Since 2004, a TB surveillance protocol has been carried out in Aragon, Spain, a low-incidence country with around ten cases per 100,000 inhabitants. All M. tuberculosis isolates are genotyped by IS6110-RFLP and Spoligotyping. As a result, we have a register of all M. tuberculosis genotypes and their relatedness (i.e. their belonging to some outbreak).

With the development of whole-genome sequencing (WGS), this technique is proposed to replace the standard molecular typing techniques as WGS has the highest resolution power5 and is now becoming affordable for investigation laboratories6.

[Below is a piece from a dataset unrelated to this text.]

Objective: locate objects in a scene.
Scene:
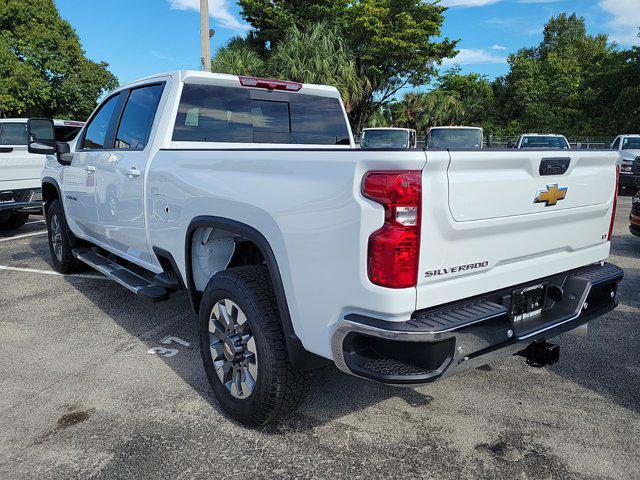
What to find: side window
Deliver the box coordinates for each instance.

To implement WGS in our routine laboratory, we planned to sequence two or three representative isolates of the 26 largest outbreaks in our community, which contained at least ten cases. The aim of this work is to characterise these strains at the molecular level and get a general view of the properties of these successful strains to be considered in future surveillance protocols.

Results

With the aim of characterising at the molecular level the responsible strains of the largest outbreaks in our community, comprising 665 out of the 2553 cases registered, we sequenced the genomes of the representative IS6110-clustered strains. The dendrogram based on their IS6110-RFLP patterns is shown in Fig. 1, and the MIRU-VNTR patterns and spoligotypes are detailed in Table S1.

Figure 1
figure 1

Dendrogram showing the IS6110-RFLP patterns of the selected isolates of the different outbreaks.

General views

The 26 IS6110-outbreaks studied ranged from 10 to 178 cases since 2004. Seven outbreaks were caused by L4.8 strains producing 291 cases. These include CLS_77, the largest outbreak we ever had, with 242 cases from 1993 to 2020 (no data for 1996–2000). Eight outbreaks were caused by L4.1.2/Haarlem strains producing 170 cases. Six outbreaks were produced by L4.3/LAM strains (two by a L4.3.2 strain, three by a L4.3.3 strain and one by a L4.3.4 strain), producing 121 cases. These included CLS_217, which was independently studied8. The rest of the outbreaks were caused by strains from different lineages: one by a L4.1.1.3/X strain, with 21 cases9; one by a L4.7 strain, with 19 cases; one by a L4.4.1.1 strain, with 16 cases; one by a L4.9 strain, producing 13 cases; and one by a L4.6.1.1 strain, with 14 cases.

SNP distances

It has been proposed that a distance of ≤ 5 SNPs between two isolates is considered recent contact and that 12 SNPs should be the maximum distance to consider both isolates to be the same strain and therefore the same outbreak10. Eighteen out of the 26 IS6110-clusters studied fit this threshold, indicating that the sequenced isolates belong to the same WGS-outbreak. We found a distance of 1–10 SNPs among the two or three isolates sequenced for 18 of the IS6110-clusters studied (Table 1). In Table S2, a description of the SNPs found in these clusters (point, gene, type of mutation, effect of the mutation) can be found. For CLS_15, lineage identification revealed that one selected isolate belonged to L4.1.2.1 and the other to L4.8. A new revision of the genotype patterns confirmed that the correct one was L4.1.2.1, so the L4.8 isolate was a selection error. The SNP distance could not be studied for this IS6110-cluster. For three clusters, the SNP distance was large enough to guarantee that the selected isolates were not the same strain. CLS_2 had an SNP distance of 145, CLS_49 of 143 among the three sequenced isolates, and CLS_26 of 93. On the other hand, four clusters had a distance higher than 12 SNPs but close. CLS 157 had a distance of 34 SNPs between the two sequenced isolates. CLS_47 had an SNP distance of 35 among the three sequenced isolates; however, the majority of SNPs were due to one of the isolates, with the other two being more related (less than 12 SNPs). Finally, CLS_119 had an SNP distance of 18 and CLS_9 of 14 (Tables 1, Table S2).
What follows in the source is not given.